IHOR YAKYMOVYCH^*,, PETER TEN DIJKE^*,, CARL-HENRIK HELDIN^* and SERHIY SOUCHELNYTSKYI^*2

^* Ludwig Institute for Cancer Research, Box 595, Uppsala, Sweden;
Institute of Biochemistry of National Academy of Sciences of Ukraine, Lviv, Ukraine;
Netherlands Cancer Institute, 1066CX, Amsterdam, Netherlands

²Correspondence: Ludwig Institute for Cancer Research, Box 595, Husargatan (str), 3, Biomedical Center, S-751 24, Uppsala, Sweden. E-mail: serhiy.souchelnytskyi{at}licr.uu.se

SPECIFIC AIMS

We investigate a mechanism through which Smad-dependent transforming growth factor beta (TGF-ß) signaling is modulated by protein kinase C (PKC). PKC directly phosphorylates receptor-regulated Smad proteins. It also abrogates the ability of Smad3 to bind directly to DNA, which leads to subsequent impairment of transcriptional responses dependent on the direct binding of Smad3 to DNA and to down-regulation of the growth inhibitory and pro-apoptotic action of TGF-ß.

PRINCIPAL FINDINGS

1. Receptor-regulated Smads are directly phosphorylated by PKC
We found that treating cells with the PKC activator phorbol 12-myristate 13-acetate (PMA) resulted in appearance of additional tryptic phosphopeptides in 2-dimensional maps of endogenous Smad3 and Smad2 from Mv1Lu cells, and in maps of Smad3, Smad2, and Smad1 overexpressed in Mv1Lu or COS-1 cells. The PKC-dependent phosphorylation was observed after only 5 min of treatment with PMA, and maximal effect was observed after 60 min. The appearance of these phosphopeptides was inhibited when cells were pretreated with the PKC inhibitors calphostin C or staurosporine, which act by blocking regulatory and catalytic subunits of PKC, respectively. No effect of the MEK-1 inhibitor, PD98059, on PMA-induced phosphorylation was observed. The PKC-induced phosphopeptides were also detected when purified Smad3 or Smad2 were phosphorylated directly in vitro by purified catalytic subunit of PKC. These data show that Smad3 and Smad2 are substrates of PMA-activated PKC.
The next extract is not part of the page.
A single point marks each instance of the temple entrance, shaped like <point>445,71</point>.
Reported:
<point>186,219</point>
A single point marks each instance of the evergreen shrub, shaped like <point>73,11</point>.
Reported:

Phosphoamino acid analysis and Edman degradation of ³²P-labeled tryptic peptides suggested that Ser37 and Ser70 in Smad3 and Ser47 and Ser110 in Smad2 were phosphorylated by PKC. Phosphopeptide mapping of Smad2 and Smad3, with the respective serines mutated to alanine residues, confirmed that Ser37 and Ser70 in Smad3 and Ser47 and Ser110 in Smad2 are phosphorylation sites for activated PKC.

2. Phospholipase C (PLC), but not phosphatidylinositol 3-kinase (PI3K) or MAP kinase, is involved in PKC-dependent phosphorylation of Smads
Stimulation of Mv1Lu cells with fetal bovine serum led to appearance of PKC-dependent phosphopeptides in maps derived from Smad3. Pretreatment of cells with the PLC inhibitor U73122 or with the PKC inhibitor calphostin C led to a decrease of the PKC-dependent phosphopeptides induced by serum, whereas inhibitors of phosphatidylinositol 3-kinase (LY294002) and MEK-1 (PD98059) did not block their appearance. Thus, the mitogen-induced activation of PLC followed by PKC activation leads to phosphorylation of the MH1 domain of Smad3.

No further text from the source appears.